Wisconsin Media Technician Wins Contest for Worst Writing

by Staff
8.7.07

Jim Gleeson, a forty-seven-year-old media technician from Madison, Wisconsin, was recently named winner of the 25th annual Bulwer-Lytton Fiction Contest, but it’s unlikely that the distinction will earn him any book deals. The award, sponsored by San Jose State University, is given for the year’s worst writing. According to the Bulwer-Lytton Web site, Gleeson will receive "a pittance."

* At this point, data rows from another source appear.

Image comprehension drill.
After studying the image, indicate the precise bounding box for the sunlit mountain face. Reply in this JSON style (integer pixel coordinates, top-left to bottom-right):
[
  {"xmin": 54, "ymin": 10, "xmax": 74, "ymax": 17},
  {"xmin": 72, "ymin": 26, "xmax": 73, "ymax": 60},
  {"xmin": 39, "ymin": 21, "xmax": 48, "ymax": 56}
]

The Bulwer-Lytton Fiction Contest is named after the nineteenth-century author Edward George Earl Bulwer-Lytton, who penned the infamous opener "It was a dark and stormy night." Gleeson’s winning sentence is: "Gerald began—but was interrupted by a piercing whistle which cost him ten percent of his hearing permanently, as it did everyone else in a ten-mile radius of the eruption, not that it mattered much because for them 'permanently' meant the next ten minutes or so until buried by searing lava or suffocated by choking ash—to pee."

An anthology of this year’s notable entries—titled, naturally, It Was a Dark and Stormy Night—will be published by the London-based independent press Friday Project Limited on August 17. (In the past, Penguin has published collections of the best of the bad.)